「戦争の記憶」のその先にある未来への責任(コロンビア大学特別講義)
Newsweek Japan
<なぜ今、第2次世界大戦の「記憶」について学ぶのか。全4回の連続講義を終えて、米コロンビア大学のキャロル・グラック教授が学生たちと導き出した未来への教訓とは? 本誌3月27日発売最新号「歴史への責任」特集より>
17年11月に始まった全4回のコロンビア大学特別講義は、2月13日開催の最終回(本号掲載)をもって終了した。本誌が講義を依頼したキャロル・グラック教授(写真)は、数十年前からさまざまな国の「戦争の記憶」について研究し続けてきた。グラックはなぜ、「歴史的事実」と「記憶」を分けて考え、理解することが重要だと考えるのか。第二次世界大戦の記憶が問い掛ける、未来に対する責任とは何か。全4回の講義を終えて、本誌ニューヨーク支局の小暮聡子が話を聞いた。
【参考記事】コロンビア大学特別講義・第1回より:
歴史問題はなぜ解決しないか
「歴史」とは、「記憶」とは何か
歴史と向き合わずに和解はできるのか
【参考記事】コロンビア大学特別講義・第2回より:
メディアが単独で戦争の記憶をつくるのではない
【参考記事】コロンビア大学特別講義・第3回より:
慰安婦像が世界各地に増え続けるのはなぜか
――講義の中で、原爆投下は道義的に正しいかどうかを疑問視する視点があるにもかかわらず、アメリカではそれを正当化する物語が支配的であり続けたと言っていた。なぜなのか。
これまでに話してきたように、ある国の戦争の物語というのは長く生き続けることが多い。その筋書きが歴史的事実を正確に伝えるにはシンプル過ぎる白黒物語であったとしても、変わりにくいと言える。多くの日本人は今でも、「太平洋戦争」というと、その4年前の37年7月に始まっていた中国との戦争というより、真珠湾攻撃からヒロシマと降伏までを思い浮かべる。このシリーズの第1回と4回の表紙もその例だろう。
ほとんどのアメリカ人は第二次世界大戦を、ナチスの巨悪と日本の軍事的侵略に対して戦った「よい戦争」だと考えている。

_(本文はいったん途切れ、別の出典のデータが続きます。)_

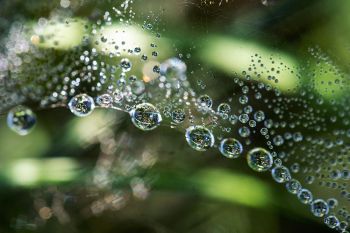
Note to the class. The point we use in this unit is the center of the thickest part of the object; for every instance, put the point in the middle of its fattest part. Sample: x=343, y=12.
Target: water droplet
x=178, y=116
x=281, y=174
x=81, y=105
x=259, y=159
x=305, y=196
x=199, y=138
x=21, y=120
x=126, y=65
x=319, y=208
x=205, y=102
x=231, y=148
x=146, y=117
x=104, y=100
x=331, y=221
x=293, y=186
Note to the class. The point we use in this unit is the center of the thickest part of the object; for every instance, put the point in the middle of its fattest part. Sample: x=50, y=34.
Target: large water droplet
x=146, y=117
x=81, y=105
x=319, y=208
x=259, y=159
x=231, y=148
x=281, y=174
x=199, y=138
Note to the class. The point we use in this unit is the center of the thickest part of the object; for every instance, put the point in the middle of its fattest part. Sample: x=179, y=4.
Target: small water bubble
x=224, y=108
x=319, y=208
x=231, y=148
x=281, y=174
x=178, y=116
x=200, y=138
x=331, y=221
x=305, y=196
x=293, y=186
x=81, y=105
x=205, y=101
x=146, y=117
x=104, y=100
x=259, y=159
x=126, y=65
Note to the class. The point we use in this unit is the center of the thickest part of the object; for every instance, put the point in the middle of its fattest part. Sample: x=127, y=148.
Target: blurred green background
x=99, y=174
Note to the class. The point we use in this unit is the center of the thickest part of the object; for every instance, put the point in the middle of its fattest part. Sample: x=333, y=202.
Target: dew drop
x=199, y=138
x=146, y=117
x=259, y=159
x=231, y=148
x=81, y=105
x=319, y=208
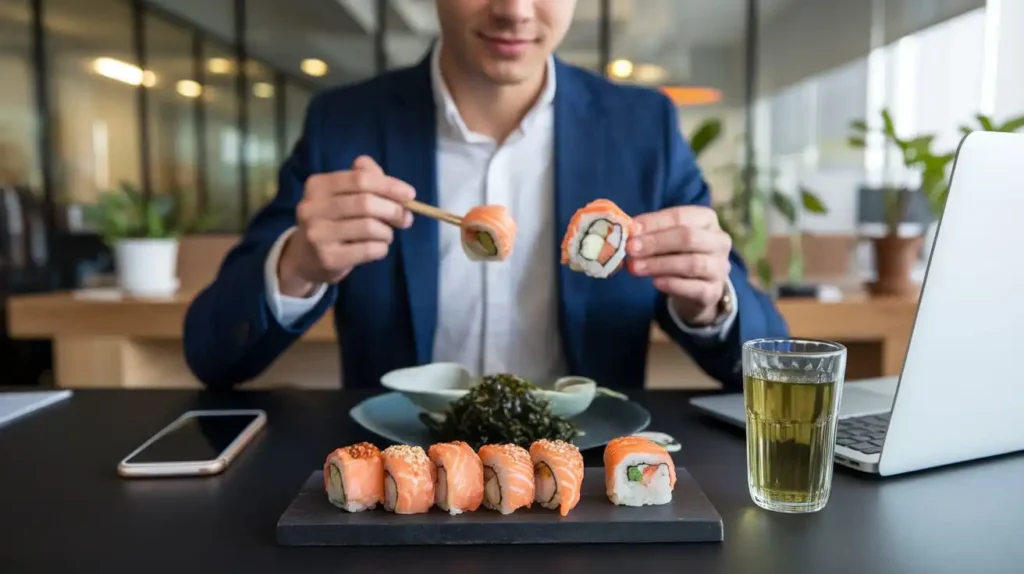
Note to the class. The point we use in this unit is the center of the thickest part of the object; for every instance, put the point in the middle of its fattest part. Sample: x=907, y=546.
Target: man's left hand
x=687, y=254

こうした物語は早い時期から今まで、共通の記憶の中に定着してきた。原爆についても、アメリカ人が「戦争を終わらせ、アメリカ人の命を救った」ものと記憶している一方で、日本人にとっては「戦後の平和への使命」を与えたものとして長い間語られてきた。
この2つの物語が変わることがなかったのは、戦後の歴史的背景、つまり平和で豊かな日本、日米同盟、核戦争の恐怖などがそれを支えてきたからかもしれない。
道義的な疑問に関しては、無差別かつ大量に一般市民を殺すという意味で、原爆だけでなく地域爆撃にも当てはまるだろう。しかし、核の脅威が増している現在は、原爆についてその教訓を記憶するだけではなく、原爆がどういう状況でなぜ開発されて使用されたのかという、歴史的事実を理解することが重要だろう。そうしないと、また繰り返されるかもしれない。

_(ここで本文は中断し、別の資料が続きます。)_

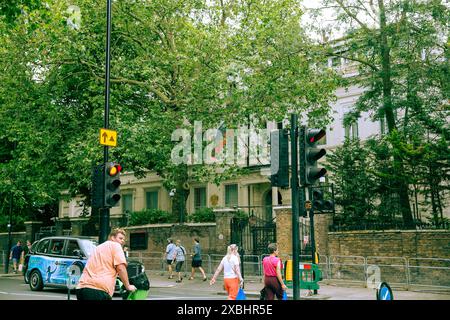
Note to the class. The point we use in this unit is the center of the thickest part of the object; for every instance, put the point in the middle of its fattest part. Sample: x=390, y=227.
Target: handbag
x=241, y=295
x=262, y=294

――これまで数十年もの間、「戦争の記憶」について研究してきた動機について教えてほしい。そもそもなぜこのテーマに取り組もうと思ったのか。
私が第二次世界大戦の記憶をテーマに選んだというより、私がこのテーマに選ばれたように思う。南京虐殺から50周年の87年、真珠湾攻撃から50周年の91年、戦後50周年の95年、戦後70周年の2015年と、節目の年が次から次へとやって来た。歴史家として過去の戦争について発言を求められるたびに、さまざまな国で戦争の記憶が歴史的事実を歪曲したり無視したりしていることに気付いた。つまりこれは、「いい記憶、悪い歴史」だと。

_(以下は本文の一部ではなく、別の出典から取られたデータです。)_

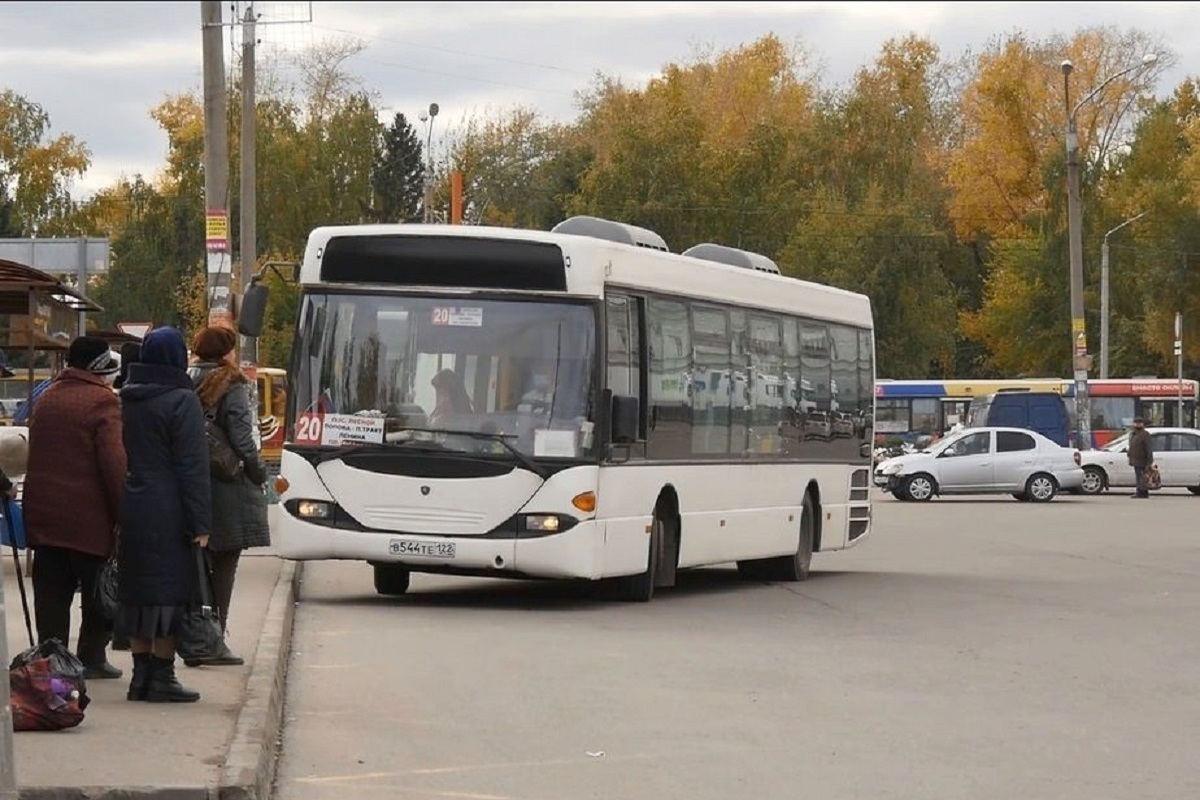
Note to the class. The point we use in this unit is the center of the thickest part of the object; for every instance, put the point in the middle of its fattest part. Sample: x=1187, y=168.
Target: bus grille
x=859, y=503
x=415, y=519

こうした考えから、戦争の記憶が世界の国々でどのように作られ、変化するのかを研究し始めた。共通の記憶がどのように作用するのかを理解することは、「いい記憶、いい歴史」の方向に変えていこうとする試みの第一歩だと思ったからだ。これまでの試みはあまり成功してきているとは言えないが、今後も諦めるつもりはない。